Im trying to pass windows credentials into WCF service that requires windows authentication but it seems like my credentials are not making it into the service. My service does not throw any errors but when I check either of the 2 below they are empty.
var user = WindowsIdentity.GetCurrent().User;
var callerUserName = ServiceSecurityContext.Current.WindowsIdentity.User;
Here is my client side code
ServiceReference1.DispatchServiceClient service = new DispatchServiceClient();
service.ClientCredentials.Windows.ClientCredential = ServiceCredentialsManager.GetNetworkCredentials();
service.ClientCredentials.UserName.UserName= ServiceCredentialsManager.GetNetworkCredentials().UserName;
service.ClientCredentials.UserName.Password = ServiceCredentialsManager.GetNetworkCredentials().Password;
Client config -
<basicHttpBinding>
<binding name="BasicHttpsBinding_IDispatchService">
<security mode="Transport">
<transport clientCredentialType="Windows" />
</security>
</binding>
</basicHttpBinding>
<basicHttpsBinding>
<binding name="basicHttpsBindingMax" maxBufferSize="999999999"
maxReceivedMessageSize="999999999">
<security mode="Transport">
<transport clientCredentialType="Windows" />
</security>
</binding>
</basicHttpsBinding>
</bindings>
Service config -
<system.serviceModel>
<bindings>
<basicHttpBinding>
<binding name="basicHttpsBinding">
<security mode="Transport">
<transport clientCredentialType="Windows" />
</security>
</binding>
</basicHttpBinding>
</bindings>
<behaviors>
<serviceBehaviors>
<behavior>
<!-- To avoid disclosing metadata information, set the values below to false before deployment -->
<serviceMetadata httpGetEnabled="true" httpsGetEnabled="true" />
<!-- To receive exception details in faults for debugging purposes, set the value below to true. Set to false before deployment to avoid disclosing exception information -->
<serviceDebug includeExceptionDetailInFaults="true" />
</behavior>
</serviceBehaviors>
</behaviors>
<protocolMapping>
<add binding="basicHttpsBinding" scheme="https" />
</protocolMapping>
<serviceHostingEnvironment aspNetCompatibilityEnabled="true" multipleSiteBindingsEnabled="true" />

Please note that in order to use Windows Authentication both service and the client application has to be run in the same Windows domain.
Please also make sure that that in the client the values You assign are not empty. Usually, the password isn't accessible from code when Windows authentication is used.
If the service client is authenticated using Windows Authentication, You probably shouldn't manually pass the credentials to the service. The authentication process should be handled automatically by the WCF and doesn't rely simply on sending the credentials, but for example it can use Kerberos ticket instead.
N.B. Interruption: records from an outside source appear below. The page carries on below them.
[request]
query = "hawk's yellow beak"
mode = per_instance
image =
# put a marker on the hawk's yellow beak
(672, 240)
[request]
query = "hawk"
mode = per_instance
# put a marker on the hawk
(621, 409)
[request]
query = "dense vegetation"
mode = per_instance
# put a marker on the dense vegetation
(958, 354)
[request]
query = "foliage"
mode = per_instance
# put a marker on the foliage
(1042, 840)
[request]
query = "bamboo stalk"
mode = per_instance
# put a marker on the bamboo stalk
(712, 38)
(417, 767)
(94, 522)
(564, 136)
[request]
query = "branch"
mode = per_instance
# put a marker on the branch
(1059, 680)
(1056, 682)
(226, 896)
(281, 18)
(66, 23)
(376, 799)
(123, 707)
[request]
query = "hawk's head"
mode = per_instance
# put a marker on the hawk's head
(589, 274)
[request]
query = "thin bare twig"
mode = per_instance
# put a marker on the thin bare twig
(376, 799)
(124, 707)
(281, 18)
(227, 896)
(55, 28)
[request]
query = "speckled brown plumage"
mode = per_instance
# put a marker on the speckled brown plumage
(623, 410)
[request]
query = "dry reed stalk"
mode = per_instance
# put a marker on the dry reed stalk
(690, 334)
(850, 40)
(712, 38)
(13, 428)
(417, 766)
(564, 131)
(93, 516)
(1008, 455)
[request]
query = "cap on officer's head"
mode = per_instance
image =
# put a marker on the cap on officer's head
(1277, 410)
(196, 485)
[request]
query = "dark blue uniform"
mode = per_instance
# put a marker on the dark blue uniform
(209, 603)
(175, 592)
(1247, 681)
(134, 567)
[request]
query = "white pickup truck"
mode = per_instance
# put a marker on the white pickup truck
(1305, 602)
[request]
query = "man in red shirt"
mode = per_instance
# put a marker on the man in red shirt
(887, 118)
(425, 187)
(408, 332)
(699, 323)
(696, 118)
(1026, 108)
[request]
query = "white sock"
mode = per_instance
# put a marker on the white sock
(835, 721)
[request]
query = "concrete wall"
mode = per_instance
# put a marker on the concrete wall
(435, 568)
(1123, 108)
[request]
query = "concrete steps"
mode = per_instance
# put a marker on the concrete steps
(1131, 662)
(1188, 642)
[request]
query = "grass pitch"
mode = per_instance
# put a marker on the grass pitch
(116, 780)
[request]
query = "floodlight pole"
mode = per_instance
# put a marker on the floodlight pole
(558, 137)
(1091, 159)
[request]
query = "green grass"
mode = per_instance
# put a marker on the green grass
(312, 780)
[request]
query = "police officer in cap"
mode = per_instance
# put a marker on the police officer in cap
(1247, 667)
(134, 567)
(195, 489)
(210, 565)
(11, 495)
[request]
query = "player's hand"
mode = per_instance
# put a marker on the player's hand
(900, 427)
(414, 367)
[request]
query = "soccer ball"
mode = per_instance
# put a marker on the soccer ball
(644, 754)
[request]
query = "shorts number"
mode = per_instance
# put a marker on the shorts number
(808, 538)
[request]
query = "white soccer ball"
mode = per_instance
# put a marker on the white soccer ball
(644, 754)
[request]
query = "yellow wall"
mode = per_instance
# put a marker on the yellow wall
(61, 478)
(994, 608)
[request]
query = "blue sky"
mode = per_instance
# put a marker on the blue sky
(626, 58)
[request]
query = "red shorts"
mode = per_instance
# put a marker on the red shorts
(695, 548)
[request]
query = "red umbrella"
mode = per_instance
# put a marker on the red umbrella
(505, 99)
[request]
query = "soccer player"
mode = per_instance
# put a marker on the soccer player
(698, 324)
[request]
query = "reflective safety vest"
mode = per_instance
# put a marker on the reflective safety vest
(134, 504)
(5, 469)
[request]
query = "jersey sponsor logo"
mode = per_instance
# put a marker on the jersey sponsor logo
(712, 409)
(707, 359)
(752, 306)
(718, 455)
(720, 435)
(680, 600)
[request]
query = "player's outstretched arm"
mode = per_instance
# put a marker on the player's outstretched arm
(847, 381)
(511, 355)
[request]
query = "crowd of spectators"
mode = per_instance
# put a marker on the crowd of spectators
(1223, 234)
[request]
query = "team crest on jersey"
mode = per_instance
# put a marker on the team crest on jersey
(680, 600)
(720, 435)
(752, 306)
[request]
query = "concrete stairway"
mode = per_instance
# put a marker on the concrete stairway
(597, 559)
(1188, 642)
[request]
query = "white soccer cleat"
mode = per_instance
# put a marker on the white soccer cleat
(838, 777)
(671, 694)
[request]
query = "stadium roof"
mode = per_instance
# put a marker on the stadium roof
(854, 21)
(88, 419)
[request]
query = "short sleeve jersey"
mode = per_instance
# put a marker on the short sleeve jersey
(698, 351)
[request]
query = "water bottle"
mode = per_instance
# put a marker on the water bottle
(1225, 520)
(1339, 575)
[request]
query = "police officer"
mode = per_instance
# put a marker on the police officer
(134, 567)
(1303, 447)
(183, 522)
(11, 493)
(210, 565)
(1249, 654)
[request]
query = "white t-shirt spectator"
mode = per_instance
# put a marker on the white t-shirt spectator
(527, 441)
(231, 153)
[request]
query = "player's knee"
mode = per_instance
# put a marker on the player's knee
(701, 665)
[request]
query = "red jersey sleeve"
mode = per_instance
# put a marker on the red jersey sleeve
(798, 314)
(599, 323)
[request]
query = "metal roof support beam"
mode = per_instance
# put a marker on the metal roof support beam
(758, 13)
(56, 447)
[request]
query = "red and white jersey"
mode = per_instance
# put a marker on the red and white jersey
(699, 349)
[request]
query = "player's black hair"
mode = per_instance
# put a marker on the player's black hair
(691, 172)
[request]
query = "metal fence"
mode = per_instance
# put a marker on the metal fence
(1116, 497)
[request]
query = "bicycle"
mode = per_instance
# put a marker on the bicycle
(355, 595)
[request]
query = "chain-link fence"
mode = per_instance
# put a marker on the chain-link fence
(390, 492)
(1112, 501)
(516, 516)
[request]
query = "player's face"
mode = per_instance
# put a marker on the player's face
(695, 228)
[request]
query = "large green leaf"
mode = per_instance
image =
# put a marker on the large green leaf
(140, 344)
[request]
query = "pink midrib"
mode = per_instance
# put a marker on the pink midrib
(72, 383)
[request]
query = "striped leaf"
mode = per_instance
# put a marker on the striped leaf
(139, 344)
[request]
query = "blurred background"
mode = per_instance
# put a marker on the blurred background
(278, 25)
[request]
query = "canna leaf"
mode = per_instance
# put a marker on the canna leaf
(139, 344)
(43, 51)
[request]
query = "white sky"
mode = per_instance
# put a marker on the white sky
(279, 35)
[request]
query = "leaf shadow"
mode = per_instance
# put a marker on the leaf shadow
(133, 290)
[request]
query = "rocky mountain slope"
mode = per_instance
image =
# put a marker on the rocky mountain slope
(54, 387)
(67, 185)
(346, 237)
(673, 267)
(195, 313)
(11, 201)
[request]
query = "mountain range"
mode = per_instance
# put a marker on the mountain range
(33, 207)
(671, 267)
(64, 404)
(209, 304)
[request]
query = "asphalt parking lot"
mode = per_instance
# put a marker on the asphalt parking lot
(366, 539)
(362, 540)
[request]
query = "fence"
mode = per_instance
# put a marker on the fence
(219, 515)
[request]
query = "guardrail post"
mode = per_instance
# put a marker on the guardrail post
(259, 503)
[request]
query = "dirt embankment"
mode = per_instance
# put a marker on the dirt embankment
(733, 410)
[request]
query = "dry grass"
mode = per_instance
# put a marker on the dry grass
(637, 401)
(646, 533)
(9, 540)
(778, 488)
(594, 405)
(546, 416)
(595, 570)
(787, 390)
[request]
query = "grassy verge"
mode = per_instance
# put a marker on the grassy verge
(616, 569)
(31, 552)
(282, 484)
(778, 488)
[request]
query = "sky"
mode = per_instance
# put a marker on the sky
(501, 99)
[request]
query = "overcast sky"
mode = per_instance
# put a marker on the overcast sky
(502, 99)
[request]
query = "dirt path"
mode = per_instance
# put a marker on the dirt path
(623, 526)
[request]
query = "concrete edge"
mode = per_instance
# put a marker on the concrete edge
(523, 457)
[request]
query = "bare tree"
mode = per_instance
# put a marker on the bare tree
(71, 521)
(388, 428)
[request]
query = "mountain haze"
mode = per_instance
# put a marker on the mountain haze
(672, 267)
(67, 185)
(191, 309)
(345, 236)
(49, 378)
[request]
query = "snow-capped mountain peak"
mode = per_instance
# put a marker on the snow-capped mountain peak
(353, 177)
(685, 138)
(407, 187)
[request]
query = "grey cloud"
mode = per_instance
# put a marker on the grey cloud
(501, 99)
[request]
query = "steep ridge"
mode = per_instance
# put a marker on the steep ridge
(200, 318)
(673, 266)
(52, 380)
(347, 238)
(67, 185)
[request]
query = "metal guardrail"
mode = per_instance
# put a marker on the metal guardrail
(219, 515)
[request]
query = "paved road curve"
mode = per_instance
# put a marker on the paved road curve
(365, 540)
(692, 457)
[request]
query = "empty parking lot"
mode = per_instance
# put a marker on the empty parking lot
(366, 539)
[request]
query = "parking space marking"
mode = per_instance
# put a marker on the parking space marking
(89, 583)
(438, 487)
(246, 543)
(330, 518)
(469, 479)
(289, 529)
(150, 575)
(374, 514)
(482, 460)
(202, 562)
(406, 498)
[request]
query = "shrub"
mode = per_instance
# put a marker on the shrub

Please take a look here for some description and code samples for client and service:
https://msdn.microsoft.com/en-us/library/ms734673%28v=vs.110%29.aspx
https://msdn.microsoft.com/en-us/library/ms733089%28v=vs.110%29.aspx
Update
After some research I've found several sources suggesting that setting credentials appropriately in the client code may enable WCF to authenticate from outside the domain:
https://devdump.wordpress.com/2009/04/29/wcf-windows-authentication-and-external-users/
http://subbusspace.blogspot.com/2009/10/accessing-wshttp-wcf-service-from.html
The code samples suggested in those articles are similar, but slightly different to the one You've posted in the question. I haven't tested those methods and they may not work in all scenarios.